Alex Katouzian

Executive Vice President and General Manager, Client Computing and Physical AI Group

Alex Katouzian is executive vice president and general manager of the Client Computing and Physical AI Group at Intel Corporation, reporting directly to the CEO. He leads Intel’s client computing business and physical AI strategy, with responsibility for strengthening the company’s roadmap, improving execution, and aligning Intel’s client computing portfolio with emerging physical AI systems that span robotics, autonomous machines, and other AI devices.

Katouzian brings deep technical expertise, strong operational discipline, and decades of experience building and scaling global compute platforms. He and his team are focused on strengthening Intel’s roadmap and aligning client computing and engineering groups as the company accelerates its transformation and execution agenda.

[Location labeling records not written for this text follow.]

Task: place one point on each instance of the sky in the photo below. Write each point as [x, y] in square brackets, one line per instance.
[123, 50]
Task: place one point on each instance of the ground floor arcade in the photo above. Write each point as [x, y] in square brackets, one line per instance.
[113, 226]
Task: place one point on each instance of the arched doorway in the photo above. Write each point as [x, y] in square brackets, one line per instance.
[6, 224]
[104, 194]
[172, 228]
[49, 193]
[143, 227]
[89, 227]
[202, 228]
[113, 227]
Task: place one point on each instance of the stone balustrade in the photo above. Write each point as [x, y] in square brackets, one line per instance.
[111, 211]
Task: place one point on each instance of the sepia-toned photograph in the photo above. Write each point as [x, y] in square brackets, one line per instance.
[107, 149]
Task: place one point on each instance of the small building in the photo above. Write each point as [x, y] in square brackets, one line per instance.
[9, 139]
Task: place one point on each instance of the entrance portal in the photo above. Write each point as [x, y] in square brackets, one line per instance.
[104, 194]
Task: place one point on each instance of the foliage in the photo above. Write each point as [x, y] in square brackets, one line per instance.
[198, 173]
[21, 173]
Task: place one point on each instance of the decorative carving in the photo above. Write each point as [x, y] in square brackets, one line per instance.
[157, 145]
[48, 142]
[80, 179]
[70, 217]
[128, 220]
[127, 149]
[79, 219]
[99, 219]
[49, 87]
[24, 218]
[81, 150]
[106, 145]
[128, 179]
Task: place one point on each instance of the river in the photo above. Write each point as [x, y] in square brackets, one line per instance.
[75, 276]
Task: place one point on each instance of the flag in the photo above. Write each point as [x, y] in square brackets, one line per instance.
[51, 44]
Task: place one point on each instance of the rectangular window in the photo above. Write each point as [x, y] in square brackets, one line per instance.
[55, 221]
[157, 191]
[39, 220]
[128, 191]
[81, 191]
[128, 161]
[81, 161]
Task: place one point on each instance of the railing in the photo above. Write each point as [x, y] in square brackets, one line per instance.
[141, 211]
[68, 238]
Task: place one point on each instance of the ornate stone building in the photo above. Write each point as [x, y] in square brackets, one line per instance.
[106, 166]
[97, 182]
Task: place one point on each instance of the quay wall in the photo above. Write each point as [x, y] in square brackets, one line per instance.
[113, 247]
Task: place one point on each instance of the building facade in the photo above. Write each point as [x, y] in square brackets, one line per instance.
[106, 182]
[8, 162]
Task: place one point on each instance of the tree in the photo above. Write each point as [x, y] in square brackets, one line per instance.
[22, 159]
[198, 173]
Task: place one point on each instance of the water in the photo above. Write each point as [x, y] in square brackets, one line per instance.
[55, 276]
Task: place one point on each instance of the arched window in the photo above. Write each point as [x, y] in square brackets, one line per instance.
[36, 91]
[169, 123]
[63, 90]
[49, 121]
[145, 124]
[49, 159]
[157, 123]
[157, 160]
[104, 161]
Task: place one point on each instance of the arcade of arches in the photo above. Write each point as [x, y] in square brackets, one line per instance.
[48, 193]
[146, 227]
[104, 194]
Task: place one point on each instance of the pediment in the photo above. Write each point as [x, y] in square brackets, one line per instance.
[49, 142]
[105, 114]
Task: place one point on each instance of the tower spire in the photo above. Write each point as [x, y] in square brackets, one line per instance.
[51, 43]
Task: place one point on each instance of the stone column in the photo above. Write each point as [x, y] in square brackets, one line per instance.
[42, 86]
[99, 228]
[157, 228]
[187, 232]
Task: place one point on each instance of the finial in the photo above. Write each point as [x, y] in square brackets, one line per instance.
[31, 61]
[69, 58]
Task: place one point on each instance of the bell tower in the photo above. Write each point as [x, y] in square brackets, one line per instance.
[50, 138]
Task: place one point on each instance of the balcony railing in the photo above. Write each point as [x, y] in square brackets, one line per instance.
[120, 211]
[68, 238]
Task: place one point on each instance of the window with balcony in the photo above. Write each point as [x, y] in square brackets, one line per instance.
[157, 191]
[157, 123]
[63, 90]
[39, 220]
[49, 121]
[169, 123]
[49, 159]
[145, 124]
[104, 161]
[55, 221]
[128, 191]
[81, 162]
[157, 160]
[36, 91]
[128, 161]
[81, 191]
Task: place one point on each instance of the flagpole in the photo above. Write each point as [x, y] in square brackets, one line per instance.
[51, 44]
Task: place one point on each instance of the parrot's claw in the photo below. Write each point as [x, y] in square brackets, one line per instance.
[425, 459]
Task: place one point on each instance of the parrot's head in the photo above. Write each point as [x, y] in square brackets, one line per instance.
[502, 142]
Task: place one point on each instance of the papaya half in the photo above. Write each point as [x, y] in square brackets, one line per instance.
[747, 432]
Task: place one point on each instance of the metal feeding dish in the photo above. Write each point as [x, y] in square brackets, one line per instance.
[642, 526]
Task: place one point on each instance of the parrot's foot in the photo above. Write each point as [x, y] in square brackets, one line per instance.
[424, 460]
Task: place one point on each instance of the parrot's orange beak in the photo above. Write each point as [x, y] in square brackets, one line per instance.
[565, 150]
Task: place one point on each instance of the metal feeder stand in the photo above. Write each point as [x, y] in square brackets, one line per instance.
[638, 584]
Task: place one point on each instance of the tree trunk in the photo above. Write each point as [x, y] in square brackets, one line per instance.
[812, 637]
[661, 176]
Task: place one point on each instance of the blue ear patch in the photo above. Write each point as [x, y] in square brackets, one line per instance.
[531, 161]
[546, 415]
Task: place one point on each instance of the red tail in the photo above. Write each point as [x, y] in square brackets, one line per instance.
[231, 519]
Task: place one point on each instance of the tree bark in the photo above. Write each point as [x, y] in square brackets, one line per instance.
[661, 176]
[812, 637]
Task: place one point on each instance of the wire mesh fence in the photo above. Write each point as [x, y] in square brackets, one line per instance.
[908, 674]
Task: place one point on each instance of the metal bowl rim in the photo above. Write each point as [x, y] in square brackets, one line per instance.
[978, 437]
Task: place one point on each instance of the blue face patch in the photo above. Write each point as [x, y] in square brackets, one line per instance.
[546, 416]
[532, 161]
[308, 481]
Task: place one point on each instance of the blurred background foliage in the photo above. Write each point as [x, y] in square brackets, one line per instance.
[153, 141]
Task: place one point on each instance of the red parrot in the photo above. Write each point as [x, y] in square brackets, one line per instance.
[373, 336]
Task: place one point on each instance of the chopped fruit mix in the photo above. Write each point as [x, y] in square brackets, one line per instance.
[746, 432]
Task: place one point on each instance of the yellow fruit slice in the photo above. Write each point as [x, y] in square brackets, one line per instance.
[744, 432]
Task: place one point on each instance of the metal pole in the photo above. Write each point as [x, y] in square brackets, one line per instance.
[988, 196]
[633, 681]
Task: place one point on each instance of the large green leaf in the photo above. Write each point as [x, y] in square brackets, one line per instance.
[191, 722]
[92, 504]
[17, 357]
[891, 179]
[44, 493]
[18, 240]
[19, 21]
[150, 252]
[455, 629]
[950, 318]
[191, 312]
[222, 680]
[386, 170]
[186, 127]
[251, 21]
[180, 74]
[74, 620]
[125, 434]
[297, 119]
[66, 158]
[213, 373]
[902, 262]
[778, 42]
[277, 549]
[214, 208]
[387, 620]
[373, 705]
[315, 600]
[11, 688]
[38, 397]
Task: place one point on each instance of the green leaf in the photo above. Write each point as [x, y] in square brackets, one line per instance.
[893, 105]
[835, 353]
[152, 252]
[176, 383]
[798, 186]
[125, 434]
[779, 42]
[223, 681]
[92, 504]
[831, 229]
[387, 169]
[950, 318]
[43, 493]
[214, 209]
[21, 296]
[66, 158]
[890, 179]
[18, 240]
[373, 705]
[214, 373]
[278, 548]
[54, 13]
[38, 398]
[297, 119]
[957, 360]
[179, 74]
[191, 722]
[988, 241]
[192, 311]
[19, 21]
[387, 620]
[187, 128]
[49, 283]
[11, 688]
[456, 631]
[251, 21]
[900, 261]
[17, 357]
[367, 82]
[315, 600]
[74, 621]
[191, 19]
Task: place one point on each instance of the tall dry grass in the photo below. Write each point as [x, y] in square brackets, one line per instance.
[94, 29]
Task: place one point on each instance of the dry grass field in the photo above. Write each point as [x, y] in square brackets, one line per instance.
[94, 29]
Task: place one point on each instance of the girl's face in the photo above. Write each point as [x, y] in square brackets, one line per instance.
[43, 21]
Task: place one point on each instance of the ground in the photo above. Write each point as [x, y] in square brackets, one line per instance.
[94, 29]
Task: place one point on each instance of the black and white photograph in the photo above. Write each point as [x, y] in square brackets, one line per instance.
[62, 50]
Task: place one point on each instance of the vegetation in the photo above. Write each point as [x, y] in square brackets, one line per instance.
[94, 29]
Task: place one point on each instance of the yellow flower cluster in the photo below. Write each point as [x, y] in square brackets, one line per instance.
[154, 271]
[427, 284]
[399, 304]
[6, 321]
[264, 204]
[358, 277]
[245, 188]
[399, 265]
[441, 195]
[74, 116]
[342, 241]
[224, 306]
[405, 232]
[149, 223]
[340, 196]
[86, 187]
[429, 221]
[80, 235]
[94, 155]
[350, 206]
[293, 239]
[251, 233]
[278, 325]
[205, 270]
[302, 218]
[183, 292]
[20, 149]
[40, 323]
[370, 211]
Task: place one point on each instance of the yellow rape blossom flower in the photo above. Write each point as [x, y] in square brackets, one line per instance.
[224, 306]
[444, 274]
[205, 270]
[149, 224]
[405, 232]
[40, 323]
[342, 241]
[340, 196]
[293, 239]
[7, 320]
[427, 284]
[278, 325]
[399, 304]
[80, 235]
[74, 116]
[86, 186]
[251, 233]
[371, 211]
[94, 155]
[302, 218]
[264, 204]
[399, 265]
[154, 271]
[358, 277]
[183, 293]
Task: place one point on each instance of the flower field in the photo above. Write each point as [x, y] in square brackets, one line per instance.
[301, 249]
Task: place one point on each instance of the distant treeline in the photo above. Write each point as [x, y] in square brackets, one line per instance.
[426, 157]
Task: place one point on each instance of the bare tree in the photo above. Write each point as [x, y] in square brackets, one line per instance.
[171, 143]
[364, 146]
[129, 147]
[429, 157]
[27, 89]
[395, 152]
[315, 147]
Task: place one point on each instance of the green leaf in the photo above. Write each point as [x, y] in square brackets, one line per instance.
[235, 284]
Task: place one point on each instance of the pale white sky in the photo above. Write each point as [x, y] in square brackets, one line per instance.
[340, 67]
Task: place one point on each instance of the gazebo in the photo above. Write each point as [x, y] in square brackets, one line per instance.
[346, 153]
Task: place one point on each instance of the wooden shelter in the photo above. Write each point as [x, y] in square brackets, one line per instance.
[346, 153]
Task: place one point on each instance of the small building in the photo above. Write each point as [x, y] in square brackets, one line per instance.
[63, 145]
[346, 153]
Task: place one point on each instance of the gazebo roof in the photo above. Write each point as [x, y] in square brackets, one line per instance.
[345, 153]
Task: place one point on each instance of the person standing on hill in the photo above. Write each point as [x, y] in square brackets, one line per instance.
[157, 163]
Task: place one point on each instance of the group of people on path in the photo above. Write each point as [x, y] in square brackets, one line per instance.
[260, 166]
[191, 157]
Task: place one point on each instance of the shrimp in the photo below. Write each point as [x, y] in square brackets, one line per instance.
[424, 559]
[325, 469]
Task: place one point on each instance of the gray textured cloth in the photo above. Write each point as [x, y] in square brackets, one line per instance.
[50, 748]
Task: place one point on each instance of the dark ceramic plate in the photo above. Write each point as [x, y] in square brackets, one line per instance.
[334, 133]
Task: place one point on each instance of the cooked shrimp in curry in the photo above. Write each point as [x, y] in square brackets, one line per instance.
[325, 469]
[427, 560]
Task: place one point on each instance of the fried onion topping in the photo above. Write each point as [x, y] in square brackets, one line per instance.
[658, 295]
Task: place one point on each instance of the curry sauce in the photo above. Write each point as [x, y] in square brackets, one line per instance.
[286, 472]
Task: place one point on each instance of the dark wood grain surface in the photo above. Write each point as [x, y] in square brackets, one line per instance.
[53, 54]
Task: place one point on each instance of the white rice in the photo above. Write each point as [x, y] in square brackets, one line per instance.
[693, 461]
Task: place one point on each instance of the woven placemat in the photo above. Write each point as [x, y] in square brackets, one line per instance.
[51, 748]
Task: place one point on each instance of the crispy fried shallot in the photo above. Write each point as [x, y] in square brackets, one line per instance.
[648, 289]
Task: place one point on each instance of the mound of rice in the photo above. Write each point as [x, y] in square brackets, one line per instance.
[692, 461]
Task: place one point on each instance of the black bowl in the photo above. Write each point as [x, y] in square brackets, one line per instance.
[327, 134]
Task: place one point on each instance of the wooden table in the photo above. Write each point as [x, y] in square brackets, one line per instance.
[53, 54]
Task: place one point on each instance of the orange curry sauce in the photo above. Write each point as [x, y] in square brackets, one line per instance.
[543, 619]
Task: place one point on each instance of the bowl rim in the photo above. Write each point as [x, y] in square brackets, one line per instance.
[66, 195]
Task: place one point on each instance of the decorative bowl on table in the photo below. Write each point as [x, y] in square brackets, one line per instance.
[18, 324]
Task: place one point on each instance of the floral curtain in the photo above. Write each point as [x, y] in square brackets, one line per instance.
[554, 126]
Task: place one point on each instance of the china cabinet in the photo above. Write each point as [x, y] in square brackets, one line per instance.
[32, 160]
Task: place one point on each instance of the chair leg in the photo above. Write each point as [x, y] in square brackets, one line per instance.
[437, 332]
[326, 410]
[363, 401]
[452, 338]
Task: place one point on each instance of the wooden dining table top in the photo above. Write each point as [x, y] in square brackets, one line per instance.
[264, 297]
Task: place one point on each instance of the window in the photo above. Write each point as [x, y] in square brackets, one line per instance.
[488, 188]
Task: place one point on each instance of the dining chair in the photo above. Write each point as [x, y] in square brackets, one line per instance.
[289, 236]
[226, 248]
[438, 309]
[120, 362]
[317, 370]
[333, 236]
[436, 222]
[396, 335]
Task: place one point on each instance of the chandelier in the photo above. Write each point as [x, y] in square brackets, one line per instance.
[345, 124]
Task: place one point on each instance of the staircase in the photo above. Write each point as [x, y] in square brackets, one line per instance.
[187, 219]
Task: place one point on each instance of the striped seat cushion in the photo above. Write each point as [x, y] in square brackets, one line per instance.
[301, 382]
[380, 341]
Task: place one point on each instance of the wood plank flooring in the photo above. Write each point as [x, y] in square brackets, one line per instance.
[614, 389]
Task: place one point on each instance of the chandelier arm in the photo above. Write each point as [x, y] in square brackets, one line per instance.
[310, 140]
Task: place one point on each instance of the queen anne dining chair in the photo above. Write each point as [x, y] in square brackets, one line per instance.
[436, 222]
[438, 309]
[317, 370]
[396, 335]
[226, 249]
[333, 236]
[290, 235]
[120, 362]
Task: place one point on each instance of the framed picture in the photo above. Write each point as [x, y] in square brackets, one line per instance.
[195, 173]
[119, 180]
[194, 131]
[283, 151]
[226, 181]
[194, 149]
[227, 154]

Under his leadership, the team will help Intel reimagine client computing beyond the traditional PC and position the business for the next wave of growth in physical AI.

Before joining Intel, Katouzian spent more than two decades at Qualcomm Technologies, where he most recently served as executive vice president and group general manager of mobile handset, compute, XR, wearables, and personal AI businesses. He led teams responsible for delivering premium platforms that power smartphones, PCs, tablets, handheld gaming, mixed reality and augmented reality glasses, smart watches, and advanced audio headsets.

Katouzian has more than 35 years of experience in multimedia and wireless systems, leading teams, and building full-stack silicon and software solutions that define premium user experiences.

Earlier in his career, he held engineering and product management roles at Rockwell Semiconductor and Conexant Systems, working on graphics, multimedia, and cellular wireless semiconductor products.

Katouzian earned a bachelor’s degree in electrical engineering from the University of California, San Diego, with a focus on control systems and semiconductor physics.